Just last fall, a celebrity-studded mock trial of Abraham — for the charge of attempted second-degree murder — drew 1,300 Jewish New Yorkers to Temple Emanu-El. (He was acquitted, but only barely.)

In honor of Father’s Day, we present a few of the most problematic fathers in the Hebrew Bible:

1. Lot

When a mob shows up outside your door demanding to make off with your houseguests, what should you do? Here’s a very basic rule: Don’t offer the mob the opportunity to rape your daughters instead. Lot’s heinous, horrific proposition to the rabble of Sodom marks him as the Bible’s worst parent. And that’s saying something.

2. Jeptha

Jeptha may have been a sharp commander in battle, but his behavior as a parent was absolutely criminal. Before leading an attack on the Ammonites, he vows that, if successful, he will sacrifice to God the “first thing that comes out of the doors of my house to greet me” (Judges 11:31). This vow would make a great deal of sense if, for example, you have a pest problem, and the most likely thing to greet you on returning home is a cockroach. Less so if you live with human beings. Jeptha’s daughter greets her father first, and pays the price.

Jeptha's daughter by Bon Boullogne

3. Abraham

Abraham might have earned a spot on the list of bad Biblical dads just for introducing circumcision. Or for sending his son Ishmael to die in the desert. But there’s also that little matter of trying to kill Isaac. The binding of Isaac has puzzled scholars and philosophers for thousands of years: Was Abraham bluffing?
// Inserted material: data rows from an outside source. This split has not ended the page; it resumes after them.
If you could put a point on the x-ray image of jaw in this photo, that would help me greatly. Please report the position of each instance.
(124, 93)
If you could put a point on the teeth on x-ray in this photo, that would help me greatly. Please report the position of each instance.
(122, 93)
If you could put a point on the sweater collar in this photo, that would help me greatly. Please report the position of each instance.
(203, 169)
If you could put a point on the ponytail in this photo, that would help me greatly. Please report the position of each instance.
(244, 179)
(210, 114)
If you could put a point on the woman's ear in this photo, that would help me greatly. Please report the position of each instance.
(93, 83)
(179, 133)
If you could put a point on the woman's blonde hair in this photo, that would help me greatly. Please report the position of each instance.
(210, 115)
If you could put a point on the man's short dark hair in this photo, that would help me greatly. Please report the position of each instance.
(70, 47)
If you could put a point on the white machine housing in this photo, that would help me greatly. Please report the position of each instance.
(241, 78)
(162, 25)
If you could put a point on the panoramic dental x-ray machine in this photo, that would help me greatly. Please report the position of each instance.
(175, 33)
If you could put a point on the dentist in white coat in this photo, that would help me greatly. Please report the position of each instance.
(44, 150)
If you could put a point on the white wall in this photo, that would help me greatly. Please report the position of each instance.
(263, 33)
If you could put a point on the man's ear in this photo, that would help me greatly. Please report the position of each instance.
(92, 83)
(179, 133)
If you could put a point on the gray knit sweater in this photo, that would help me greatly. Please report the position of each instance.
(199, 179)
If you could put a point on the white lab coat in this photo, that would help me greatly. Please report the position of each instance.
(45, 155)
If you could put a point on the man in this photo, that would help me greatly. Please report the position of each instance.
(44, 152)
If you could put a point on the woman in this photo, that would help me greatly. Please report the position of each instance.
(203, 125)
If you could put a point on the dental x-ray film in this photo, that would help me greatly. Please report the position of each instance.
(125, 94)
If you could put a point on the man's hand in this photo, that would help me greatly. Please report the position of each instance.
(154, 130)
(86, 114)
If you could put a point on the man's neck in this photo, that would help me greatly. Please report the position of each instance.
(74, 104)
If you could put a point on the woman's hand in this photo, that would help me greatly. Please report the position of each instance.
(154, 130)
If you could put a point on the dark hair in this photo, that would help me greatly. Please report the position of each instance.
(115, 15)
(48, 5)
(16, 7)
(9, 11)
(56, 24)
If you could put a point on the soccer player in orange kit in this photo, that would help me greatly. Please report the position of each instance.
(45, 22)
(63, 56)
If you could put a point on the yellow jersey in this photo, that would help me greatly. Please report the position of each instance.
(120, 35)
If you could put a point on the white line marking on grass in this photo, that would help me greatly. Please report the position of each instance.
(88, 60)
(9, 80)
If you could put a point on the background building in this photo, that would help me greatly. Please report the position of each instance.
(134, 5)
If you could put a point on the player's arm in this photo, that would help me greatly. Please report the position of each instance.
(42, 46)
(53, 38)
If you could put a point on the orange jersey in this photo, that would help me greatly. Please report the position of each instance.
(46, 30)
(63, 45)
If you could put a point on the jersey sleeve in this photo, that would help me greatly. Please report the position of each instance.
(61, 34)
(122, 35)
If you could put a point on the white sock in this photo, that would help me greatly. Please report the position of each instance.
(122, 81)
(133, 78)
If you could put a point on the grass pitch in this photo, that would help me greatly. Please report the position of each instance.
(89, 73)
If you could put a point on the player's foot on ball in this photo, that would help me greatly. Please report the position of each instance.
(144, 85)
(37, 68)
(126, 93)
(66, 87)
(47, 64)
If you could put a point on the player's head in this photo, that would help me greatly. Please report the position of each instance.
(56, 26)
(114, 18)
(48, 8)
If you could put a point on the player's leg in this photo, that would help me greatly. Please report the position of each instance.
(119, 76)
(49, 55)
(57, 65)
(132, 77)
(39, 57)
Did he lie to Isaac? Why did God command Isaac’s sacrifice to begin with?

Whatever the answers, Abraham put his son through an incredible trauma: Imagine watching your father tie you down to a rock and lift a knife above your neck, ready to kill you. The Torah hints that Isaac never spoke to his father again after the near-miss. I can’t say I blame him.

4. David

David was the nation’s quintessential leader and poet, and its most successful general. But it all came undone when he glimpsed Batsheva bathing on the roof. In the words of another poet, Leonard Cohen, “Her beauty and the moonlight overthrew him.” David becomes an adulterer and a murderer, and his family life immediately falls to pieces: One child dies, another rapes his own half-sister, and Absalom launches a bloody revolt against David that takes his life. Not exactly a picture of domestic tranquility.

Image by Wikimedia Commons

5. Moses

Moses was the long-suffering leader for the wandering tribes of Israel. Perhaps that explains why he had such little time for his children, who seem to have missed the Exodus entirely. When his wife, kids, and father-in-law rendezvous with the Israelites, Moses rushes out to hug his father-in-law, but ignores his wife and kids. Virtually the only mention of his offspring is a bizarre story involving a hotel, his son’s foreskin, and a flint. Really.